In food supervision, there are risk factors for food safety supervision and risk factors for public opinion information on food safety. Among them, the risk factors of food safety supervision refer to the food safety risks caused by insufficient control of food safety and quality in the production, processing, distribution and consumption links by the government’s food safety supervision department [23]. Food safety public opinion information risk factors refer to news media, online self-media, and the general public’s reports and concerns on food safety issues [24]. Inadequate attention to food safety issues will lead to rent-seeking space for food safety-related stakeholders, increasing potential risks of major food safety incidents.
Food safety risk intelligence early warning evaluation index system is shown in Fig. 2.

Food safety risk intelligence early warning evaluation index system.

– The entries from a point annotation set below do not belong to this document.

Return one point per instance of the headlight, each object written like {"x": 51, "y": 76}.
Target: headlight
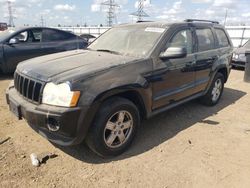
{"x": 60, "y": 95}
{"x": 242, "y": 56}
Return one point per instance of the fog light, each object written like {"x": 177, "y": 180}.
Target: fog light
{"x": 53, "y": 125}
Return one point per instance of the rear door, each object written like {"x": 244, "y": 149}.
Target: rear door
{"x": 206, "y": 56}
{"x": 29, "y": 46}
{"x": 175, "y": 79}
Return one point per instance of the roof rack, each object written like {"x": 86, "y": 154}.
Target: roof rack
{"x": 141, "y": 21}
{"x": 197, "y": 20}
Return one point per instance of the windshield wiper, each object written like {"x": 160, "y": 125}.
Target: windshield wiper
{"x": 109, "y": 51}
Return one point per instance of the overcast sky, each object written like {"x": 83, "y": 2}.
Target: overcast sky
{"x": 72, "y": 12}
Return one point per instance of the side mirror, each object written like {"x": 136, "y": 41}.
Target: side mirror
{"x": 13, "y": 41}
{"x": 174, "y": 52}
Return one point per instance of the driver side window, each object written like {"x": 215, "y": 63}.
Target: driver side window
{"x": 22, "y": 37}
{"x": 182, "y": 39}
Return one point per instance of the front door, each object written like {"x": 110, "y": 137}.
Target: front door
{"x": 175, "y": 77}
{"x": 206, "y": 55}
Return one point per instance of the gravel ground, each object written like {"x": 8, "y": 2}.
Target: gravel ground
{"x": 189, "y": 146}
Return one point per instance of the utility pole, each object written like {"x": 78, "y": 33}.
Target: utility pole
{"x": 225, "y": 21}
{"x": 140, "y": 14}
{"x": 111, "y": 5}
{"x": 11, "y": 17}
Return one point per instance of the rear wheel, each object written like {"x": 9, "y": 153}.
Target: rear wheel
{"x": 114, "y": 127}
{"x": 215, "y": 91}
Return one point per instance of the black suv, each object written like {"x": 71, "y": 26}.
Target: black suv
{"x": 131, "y": 72}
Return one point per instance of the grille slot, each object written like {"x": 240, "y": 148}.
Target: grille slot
{"x": 28, "y": 88}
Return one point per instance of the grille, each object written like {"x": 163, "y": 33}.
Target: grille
{"x": 28, "y": 88}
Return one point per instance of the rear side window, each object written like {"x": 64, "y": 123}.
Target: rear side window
{"x": 182, "y": 39}
{"x": 222, "y": 38}
{"x": 50, "y": 35}
{"x": 205, "y": 39}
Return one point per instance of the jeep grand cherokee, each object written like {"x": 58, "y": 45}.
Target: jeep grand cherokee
{"x": 131, "y": 72}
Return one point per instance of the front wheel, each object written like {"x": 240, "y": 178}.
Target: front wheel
{"x": 114, "y": 127}
{"x": 215, "y": 91}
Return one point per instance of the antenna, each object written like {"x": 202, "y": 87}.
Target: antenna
{"x": 140, "y": 11}
{"x": 111, "y": 11}
{"x": 42, "y": 21}
{"x": 11, "y": 17}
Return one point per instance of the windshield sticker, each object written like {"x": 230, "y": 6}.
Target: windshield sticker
{"x": 155, "y": 29}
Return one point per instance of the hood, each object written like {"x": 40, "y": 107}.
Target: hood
{"x": 241, "y": 50}
{"x": 70, "y": 65}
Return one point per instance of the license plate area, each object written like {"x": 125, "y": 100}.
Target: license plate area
{"x": 15, "y": 109}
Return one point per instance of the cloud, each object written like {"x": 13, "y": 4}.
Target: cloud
{"x": 246, "y": 14}
{"x": 173, "y": 12}
{"x": 64, "y": 7}
{"x": 226, "y": 3}
{"x": 202, "y": 1}
{"x": 97, "y": 7}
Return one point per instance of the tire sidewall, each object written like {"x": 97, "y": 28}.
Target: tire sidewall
{"x": 100, "y": 124}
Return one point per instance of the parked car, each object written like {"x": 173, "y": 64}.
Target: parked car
{"x": 239, "y": 57}
{"x": 27, "y": 43}
{"x": 88, "y": 37}
{"x": 131, "y": 72}
{"x": 3, "y": 26}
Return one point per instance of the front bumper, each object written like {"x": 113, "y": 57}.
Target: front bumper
{"x": 69, "y": 120}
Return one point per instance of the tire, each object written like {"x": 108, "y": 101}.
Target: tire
{"x": 212, "y": 97}
{"x": 109, "y": 135}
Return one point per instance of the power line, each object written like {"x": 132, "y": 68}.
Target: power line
{"x": 140, "y": 13}
{"x": 111, "y": 5}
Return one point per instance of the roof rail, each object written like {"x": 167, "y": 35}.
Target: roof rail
{"x": 197, "y": 20}
{"x": 141, "y": 21}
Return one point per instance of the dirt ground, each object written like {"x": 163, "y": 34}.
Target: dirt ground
{"x": 189, "y": 146}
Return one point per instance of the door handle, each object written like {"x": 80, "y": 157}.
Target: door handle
{"x": 212, "y": 59}
{"x": 191, "y": 64}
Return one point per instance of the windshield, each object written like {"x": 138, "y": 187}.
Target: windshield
{"x": 5, "y": 34}
{"x": 137, "y": 41}
{"x": 247, "y": 45}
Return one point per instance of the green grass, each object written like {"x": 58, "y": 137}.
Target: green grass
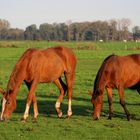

The warning level of food safety risk intelligence early warning is based on the characteristics of food safety issues, which are very destructive and will cause serious economic losses and social hazards. It also draws on the classification of risk warning level methods by Zhang et al. [25]. This literature divided the warning degree of food safety risk intelligence warning into two types: high risk and low risk. The high risk of food safety means that the evolution and development of a certain risk factor has seriously deviated from the normal safety state, has seriously affected the normal nutritional level of food, produced toxic and harmful substances that endanger human health, and endangered human health. When a certain risk factor is in a high-risk state, a food safety accident is very likely to occur, causing extremely serious loss of life and economics, and bringing negative social impacts. Therefore, according to the characteristics of risk factors, emergency risk response measures must be adopted to prevent further deterioration of their status. Low food safety risk means that the development and change status of a certain risk factor is within the normal food safety range, and its risk level is at a low level. It does not affect the normal nutritional level of food, nor will it produce toxic and harmful substances that endanger human health. When a risk factor is in a low-risk state, it is only necessary to continue to conduct early warning and monitoring of the risk factor through food safety intelligence to prevent the risk factor from developing into an unsafe state.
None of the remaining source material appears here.